New Year 2015 has hardly begun

Yet (following on from this post's title) our neighbours in France are grieving over some of the most violent atrocities committed there for  years. Gruesome murders  being so close to home, bring to mind especially today to  those  in and about France, how vulnerable all human beings are and how susceptible we can be to the unhinged characters of  a tiny few of our fellow human beings.

Such murders locally  can but not always, make  more  headlines than equally vile murders committed further afield.
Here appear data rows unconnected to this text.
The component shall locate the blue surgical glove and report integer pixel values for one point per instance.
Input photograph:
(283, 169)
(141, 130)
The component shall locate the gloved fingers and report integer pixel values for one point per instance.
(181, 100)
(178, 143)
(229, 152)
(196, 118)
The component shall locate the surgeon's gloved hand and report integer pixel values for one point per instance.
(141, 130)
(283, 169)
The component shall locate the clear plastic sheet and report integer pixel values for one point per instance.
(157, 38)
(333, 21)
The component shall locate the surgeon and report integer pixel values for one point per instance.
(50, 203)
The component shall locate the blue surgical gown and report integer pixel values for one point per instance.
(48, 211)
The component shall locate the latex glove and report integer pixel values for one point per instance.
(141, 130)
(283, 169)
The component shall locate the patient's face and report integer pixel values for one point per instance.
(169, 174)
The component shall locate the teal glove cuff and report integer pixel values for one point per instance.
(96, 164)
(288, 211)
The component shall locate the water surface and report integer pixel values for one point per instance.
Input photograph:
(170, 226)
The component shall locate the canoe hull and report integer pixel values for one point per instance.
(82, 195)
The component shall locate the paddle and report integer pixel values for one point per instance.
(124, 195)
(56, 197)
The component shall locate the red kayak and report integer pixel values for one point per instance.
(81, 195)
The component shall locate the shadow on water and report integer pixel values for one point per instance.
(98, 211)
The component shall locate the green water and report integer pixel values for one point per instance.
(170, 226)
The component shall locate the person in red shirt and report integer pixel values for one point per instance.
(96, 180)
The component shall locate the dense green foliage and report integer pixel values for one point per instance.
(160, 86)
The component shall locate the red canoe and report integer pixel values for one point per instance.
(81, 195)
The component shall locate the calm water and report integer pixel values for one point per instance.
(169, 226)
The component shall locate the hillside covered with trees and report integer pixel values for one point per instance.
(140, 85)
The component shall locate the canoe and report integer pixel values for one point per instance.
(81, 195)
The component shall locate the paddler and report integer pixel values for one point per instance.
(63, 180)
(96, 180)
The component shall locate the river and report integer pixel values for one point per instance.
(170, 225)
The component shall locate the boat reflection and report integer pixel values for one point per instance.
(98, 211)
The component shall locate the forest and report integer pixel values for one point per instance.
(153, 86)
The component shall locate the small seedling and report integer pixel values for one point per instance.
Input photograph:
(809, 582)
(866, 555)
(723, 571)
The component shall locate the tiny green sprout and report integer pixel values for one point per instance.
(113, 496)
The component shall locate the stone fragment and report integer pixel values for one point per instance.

For example  at about the same time hideous atrocities and killings apparently with not too dissimilar deranged motivation took place in Africa- as reported in the Guardian today:

Hundreds of bodies – too many to count – remain strewn in the bush in Nigeria from an Islamic extremist attack that Amnesty International described as the “deadliest massacre” in the history of Boko Haram...“The human carnage perpetrated by Boko Haram terrorists in Baga was enormous,” Muhammad Abba Gava, a spokesman for poorly armed civilians in a defence group that fights Boko Haram, told the Associated Press. He said the civilian fighters gave up on trying to count all the bodies. “No one could attend to the corpses and even the seriously injured ones who may have died by now,” Gava said. An Amnesty International statement said there are reports the town was razed and as many as 2,000 people killed. If true, “this marks a disturbing and bloody escalation of Boko Haram’s ongoing onslaught,” said Daniel Eyre, Nigeria researcher for Amnesty International."

But the African continent Nigerian tragedy was reported on page 25 of the Guardian with the European French atrocities covering much of page one and pages immediately following - that in my opinion is natural as one is often more alert to events taking place in areas one  lives in  or frequently visits than places elsewhere in the world which one may never see first hand. 

The 9/11 hideousness in the USA  was  an exception  to this local headlines point as the hijacking of planes and the destruction of the New York  skyscrapers in which the hideous deaths occurred were dramatically broadcast on TV as they happened whereas most of man's inhumanity to man takes place where no TV cameras are present to witness events eg  Boko Haram's  horrific murders this week in the Nigerian bush.


Yet 2015 has many potential  positives which may yet make the headlines such as the climate change talks likely to take place during December 2015  in Paris.


Closer to home yet still also with an  international aspect, Father Sam  one of the 3 new priests of the Sacred Heart Parish Wimbledon who at age 30 has only been ordained for a year, was along with 29 other catholic priests of his age or younger from around the world invited to lunch with Pope Francis in Rome this week. 


 The shaking up of the Vatican curia/civil service by Pope Francis and his wish to devolve more authority to local dioceses around the world also promise interesting developments for the year ahead. 


Likewise in the UK the  general election fixed to take place in May 2015 will be of considerable interest with another  coalition or 'hung parliament', unusually for this country again being a distinct possibility.


Hopefully too the annual HCPT pilgrimage to Lourdes over Easter Week will take place with some 5000 children and adults  again participating in that unusual and happy time in France.